The Future: What the NHS will leave.

The Land

David Ainslie’s bequest returned to us the central part of the green corridor, originally the old Borough Muir and known as the city’s Common Good. This corridor stretches south from the Meadows, through Bruntsfield Links into the Astley Ainslie, onto Blackford Hill and the Braidburn Valley Park and out into the Pentland Hills.

As Walter Scott predicted two hundred years ago, the land now contains an impressive number and range of trees, which were officially assessed and listed in 1998. There are 67 different kinds from all over the world, in total more than 1700 trees (excluding the spruce plantation on the south edge). The City’s report, by R H Watson, accounts for: ‘a good number of very fine specimens, some are among the finest in Edinburgh’. The City’s Development Brief (2002) defines it as, ‘the most extensive and complete Victorian urban treescape left in South Edinburgh.’ The comparative place in the north of the city is the Royal Botanic Gardens, so this is highly significant.

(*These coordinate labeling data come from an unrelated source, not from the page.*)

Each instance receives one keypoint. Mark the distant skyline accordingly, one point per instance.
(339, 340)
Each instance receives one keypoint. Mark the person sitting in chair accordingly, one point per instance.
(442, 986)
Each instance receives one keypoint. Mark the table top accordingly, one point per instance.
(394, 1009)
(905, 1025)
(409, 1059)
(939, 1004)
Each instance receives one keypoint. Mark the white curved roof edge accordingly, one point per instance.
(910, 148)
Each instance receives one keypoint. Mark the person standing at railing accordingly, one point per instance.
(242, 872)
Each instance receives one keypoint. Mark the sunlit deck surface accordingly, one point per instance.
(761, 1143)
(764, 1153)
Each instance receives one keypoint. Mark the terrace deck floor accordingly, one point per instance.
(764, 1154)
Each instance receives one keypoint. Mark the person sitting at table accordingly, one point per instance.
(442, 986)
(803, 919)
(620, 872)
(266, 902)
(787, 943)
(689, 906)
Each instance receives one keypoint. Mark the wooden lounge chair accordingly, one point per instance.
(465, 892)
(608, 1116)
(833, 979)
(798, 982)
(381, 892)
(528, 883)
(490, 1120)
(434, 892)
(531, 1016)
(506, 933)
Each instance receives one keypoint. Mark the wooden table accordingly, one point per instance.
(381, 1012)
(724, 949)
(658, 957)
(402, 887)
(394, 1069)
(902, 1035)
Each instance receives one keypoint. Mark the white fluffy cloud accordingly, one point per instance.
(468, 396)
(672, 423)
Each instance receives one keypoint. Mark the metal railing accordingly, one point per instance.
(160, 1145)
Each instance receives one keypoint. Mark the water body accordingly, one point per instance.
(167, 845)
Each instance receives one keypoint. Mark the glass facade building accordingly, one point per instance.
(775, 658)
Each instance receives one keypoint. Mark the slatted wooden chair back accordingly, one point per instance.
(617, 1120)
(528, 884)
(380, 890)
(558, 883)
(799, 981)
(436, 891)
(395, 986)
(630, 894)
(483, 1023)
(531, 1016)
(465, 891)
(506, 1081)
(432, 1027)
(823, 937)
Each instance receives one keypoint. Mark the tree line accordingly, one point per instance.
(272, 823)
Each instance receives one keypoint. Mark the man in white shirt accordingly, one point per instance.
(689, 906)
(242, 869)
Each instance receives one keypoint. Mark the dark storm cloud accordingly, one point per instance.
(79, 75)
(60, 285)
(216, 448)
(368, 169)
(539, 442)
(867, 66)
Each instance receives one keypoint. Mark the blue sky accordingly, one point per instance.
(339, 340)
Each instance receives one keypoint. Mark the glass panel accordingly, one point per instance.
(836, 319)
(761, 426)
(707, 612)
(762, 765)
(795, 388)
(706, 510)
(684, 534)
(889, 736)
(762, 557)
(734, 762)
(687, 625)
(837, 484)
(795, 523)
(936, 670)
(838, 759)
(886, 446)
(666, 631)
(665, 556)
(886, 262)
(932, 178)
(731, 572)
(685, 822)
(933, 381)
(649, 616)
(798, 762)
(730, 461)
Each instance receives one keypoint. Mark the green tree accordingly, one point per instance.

From the early nineteenth century, the industrial revolution alienated the people from the land. Our knowledge and experience of nature is now slender. We need to recreate the understanding that we are only a part of nature and that we are wholly dependent upon it for our lives and survival. This landscape, which is still essentially green, is an oasis. The trees provide the oxygen, which we need to breathe, and filter much of the pollution filling our atmosphere. They balance and contain the water we need from the rain and underground water table. They stabilise the land, and provide an environment for other essential life forms. They are important to our health and happiness.

The land, and the life it supports, is surrounded by a much increased human population of all ages. It is within walking distance of large numbers of people, and easily reached by public transport; it is accessible to the disabled and to small children.

It can be used for education in its wide sense, to allow the young to make intelligent decisions about the future, to allow people to understand and look further into the extraordinary complexity of nature. Developed as a sophisticated garden, it could work with the NHS, the RBGE, the Forestry Commission, Historic Environment, the Universities, care homes, the schools, and individuals who are interested in gardening and natural food. It could accommodate a modern physic garden, greenhouses, allotments, places to walk and places to sit, wild areas.

The Buildings

The Astley Ainslie ground contains the site of the St Roque Chapel and its cemetery; a strong group of listed buildings from the nineteenth and twentieth century; and other hospital buildings put up between the 1920s and the 21st century. Most of these require and deserve upgrading and re-use.